This document describes architectural aspects of developing (for) Skogul. You should read CODE_OF_CONDUCT.md and CONTRIBUTING first.
This document is meant to guide, not dictate.
Senders, receivers, transformers and parsers are written to be isolated and modularized. All four are modules and have configuration.
A module should not be concerned with the inner workings of any other module. A module should never modify data outside its own data. And a sender should never rely on data that is not directly sent to it.
Ideally, it should be impossible for a module to access any data that it shouldn't have access to. Alas, that is not always achievable. As such, even if there are global data structures available, do not use them in a module.
More specifically, the division of labor is:
If it is possible to configure a module in a way that is invalid, you must check for this. Where reasonable, this should be done in a Verify() function _and_ at run-time. The run-time check can be skipped if it is expensive.
The Verify() function of a module should never change state, and must be safe to repeat. It should verify the validity of the configuration, but it should accept configuration that currently doesn't work, but might work in the future. E.g.: If you rely on a database, Verify() can check that the required connection paramaters are present, but should not fail if connecting to the database is unsuccessful. At the very least, that should be configurable.

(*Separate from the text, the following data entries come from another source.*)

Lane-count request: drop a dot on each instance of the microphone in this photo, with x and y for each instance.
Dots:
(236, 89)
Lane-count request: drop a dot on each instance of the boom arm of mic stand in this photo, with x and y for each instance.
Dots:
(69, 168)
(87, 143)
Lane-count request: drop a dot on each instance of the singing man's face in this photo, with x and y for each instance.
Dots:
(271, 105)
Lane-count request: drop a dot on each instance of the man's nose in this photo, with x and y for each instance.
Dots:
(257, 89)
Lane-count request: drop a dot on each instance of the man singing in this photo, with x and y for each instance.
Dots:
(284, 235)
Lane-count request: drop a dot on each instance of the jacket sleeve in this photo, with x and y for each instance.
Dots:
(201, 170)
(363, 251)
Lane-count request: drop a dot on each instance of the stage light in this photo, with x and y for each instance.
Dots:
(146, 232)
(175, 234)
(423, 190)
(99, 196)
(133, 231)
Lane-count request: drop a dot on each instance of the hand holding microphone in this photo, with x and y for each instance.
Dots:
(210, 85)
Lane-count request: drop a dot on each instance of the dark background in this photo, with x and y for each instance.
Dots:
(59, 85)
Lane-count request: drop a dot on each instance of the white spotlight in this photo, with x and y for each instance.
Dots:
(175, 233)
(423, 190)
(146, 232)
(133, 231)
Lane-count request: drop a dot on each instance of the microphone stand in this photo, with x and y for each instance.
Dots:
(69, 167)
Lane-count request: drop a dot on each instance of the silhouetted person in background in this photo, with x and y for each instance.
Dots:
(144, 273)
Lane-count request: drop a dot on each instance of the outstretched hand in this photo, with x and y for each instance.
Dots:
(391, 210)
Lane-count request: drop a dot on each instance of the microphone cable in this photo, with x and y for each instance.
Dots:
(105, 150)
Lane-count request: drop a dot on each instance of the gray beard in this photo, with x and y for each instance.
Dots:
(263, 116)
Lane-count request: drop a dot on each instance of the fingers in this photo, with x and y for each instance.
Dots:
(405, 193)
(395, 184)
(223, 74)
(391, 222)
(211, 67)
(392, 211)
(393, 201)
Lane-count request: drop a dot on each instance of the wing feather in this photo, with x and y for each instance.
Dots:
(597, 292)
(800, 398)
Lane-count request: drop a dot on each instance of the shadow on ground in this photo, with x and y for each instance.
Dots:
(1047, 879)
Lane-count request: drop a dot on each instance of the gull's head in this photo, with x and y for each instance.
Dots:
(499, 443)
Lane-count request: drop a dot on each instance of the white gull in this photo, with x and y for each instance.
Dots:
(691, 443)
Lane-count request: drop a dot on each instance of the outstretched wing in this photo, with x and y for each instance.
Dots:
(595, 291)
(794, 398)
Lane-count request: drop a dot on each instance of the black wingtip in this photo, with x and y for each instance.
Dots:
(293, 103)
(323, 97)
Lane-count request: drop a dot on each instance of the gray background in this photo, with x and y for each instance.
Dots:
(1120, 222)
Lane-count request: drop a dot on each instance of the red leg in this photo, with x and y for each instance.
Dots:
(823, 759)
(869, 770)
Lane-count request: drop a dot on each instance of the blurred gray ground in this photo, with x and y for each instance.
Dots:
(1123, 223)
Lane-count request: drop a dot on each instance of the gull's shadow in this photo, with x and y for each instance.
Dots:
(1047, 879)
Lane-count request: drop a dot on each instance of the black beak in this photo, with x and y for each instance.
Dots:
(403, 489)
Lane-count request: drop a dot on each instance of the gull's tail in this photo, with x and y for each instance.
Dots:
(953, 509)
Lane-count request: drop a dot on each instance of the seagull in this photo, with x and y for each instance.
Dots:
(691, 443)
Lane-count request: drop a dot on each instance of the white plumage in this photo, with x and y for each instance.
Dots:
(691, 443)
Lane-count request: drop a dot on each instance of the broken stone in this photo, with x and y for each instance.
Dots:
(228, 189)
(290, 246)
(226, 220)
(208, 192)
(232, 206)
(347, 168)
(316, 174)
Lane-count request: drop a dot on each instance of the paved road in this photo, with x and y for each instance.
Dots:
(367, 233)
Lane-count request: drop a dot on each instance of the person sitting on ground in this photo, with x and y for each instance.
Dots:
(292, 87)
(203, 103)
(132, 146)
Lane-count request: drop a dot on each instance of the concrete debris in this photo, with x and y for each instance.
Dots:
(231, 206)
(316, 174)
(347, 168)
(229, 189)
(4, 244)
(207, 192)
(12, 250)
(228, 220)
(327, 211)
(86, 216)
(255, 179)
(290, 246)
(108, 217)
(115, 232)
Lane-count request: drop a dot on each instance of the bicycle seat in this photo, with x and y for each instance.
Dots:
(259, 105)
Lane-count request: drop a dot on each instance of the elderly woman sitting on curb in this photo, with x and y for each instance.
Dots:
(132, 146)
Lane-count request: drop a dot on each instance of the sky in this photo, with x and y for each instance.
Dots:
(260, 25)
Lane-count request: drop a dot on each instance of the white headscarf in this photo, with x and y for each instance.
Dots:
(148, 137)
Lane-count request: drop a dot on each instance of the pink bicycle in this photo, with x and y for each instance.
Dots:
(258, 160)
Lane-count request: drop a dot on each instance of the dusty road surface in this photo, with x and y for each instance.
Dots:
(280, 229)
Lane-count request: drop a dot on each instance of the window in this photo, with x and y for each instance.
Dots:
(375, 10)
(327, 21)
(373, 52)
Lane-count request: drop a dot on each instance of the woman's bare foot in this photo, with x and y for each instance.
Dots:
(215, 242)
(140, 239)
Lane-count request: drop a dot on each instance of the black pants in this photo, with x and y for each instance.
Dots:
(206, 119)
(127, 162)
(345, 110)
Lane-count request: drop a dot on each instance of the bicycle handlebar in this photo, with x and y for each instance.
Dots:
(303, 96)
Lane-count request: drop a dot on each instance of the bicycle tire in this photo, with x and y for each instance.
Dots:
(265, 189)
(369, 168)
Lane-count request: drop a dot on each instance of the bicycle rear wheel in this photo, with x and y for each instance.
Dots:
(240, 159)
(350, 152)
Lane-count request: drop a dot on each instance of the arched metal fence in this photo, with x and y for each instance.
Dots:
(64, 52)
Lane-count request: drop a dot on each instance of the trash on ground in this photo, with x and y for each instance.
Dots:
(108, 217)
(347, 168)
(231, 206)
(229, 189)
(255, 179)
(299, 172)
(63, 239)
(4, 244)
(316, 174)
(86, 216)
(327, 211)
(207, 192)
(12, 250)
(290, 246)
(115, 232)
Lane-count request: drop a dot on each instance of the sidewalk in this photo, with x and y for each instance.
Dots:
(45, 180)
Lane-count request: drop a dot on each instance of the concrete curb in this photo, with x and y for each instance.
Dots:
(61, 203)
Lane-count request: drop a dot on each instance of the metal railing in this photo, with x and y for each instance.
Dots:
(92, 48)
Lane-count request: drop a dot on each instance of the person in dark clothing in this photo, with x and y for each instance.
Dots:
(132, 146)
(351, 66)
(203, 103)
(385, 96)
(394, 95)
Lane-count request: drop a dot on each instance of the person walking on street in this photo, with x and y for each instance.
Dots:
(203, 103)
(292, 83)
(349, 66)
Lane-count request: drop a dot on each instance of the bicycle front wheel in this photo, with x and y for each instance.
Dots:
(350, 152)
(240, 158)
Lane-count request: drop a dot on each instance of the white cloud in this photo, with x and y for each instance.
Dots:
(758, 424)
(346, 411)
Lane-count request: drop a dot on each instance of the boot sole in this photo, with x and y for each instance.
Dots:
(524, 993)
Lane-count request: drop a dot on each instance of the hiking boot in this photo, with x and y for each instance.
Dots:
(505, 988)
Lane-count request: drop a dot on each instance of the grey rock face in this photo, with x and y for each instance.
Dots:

This is to ensure that Skogul will start even if the external systems are not currently available.
Receivers is where data/metrics originates. Typically from outside sources, but theoretically from internal sources (e.g.: test-data or log-data).
Receivers should not parse that data if at all possible. That is the job of a parser, as configured through a handler. This is to ensure maximum flexibility in the future: If we can accept data on UDP we can accept it both as JSON-encoded data and telemetry data.
Receivers should, by default, use multiple go routines where it makes sense. Receivers should, where possible, expose sender-errors to the caller, unless configured to do otherwise.
Receivers should never use global scope. Multiple instances of the same receiver implementation, with different configuration, might be configured. In fact, this is common.
This one is tricky.
Transformers can mutate containers and metrics. The mutated result should be valid.
Transformers must be concurrency-safe. But obviously only one transformer will work on one container at the same time.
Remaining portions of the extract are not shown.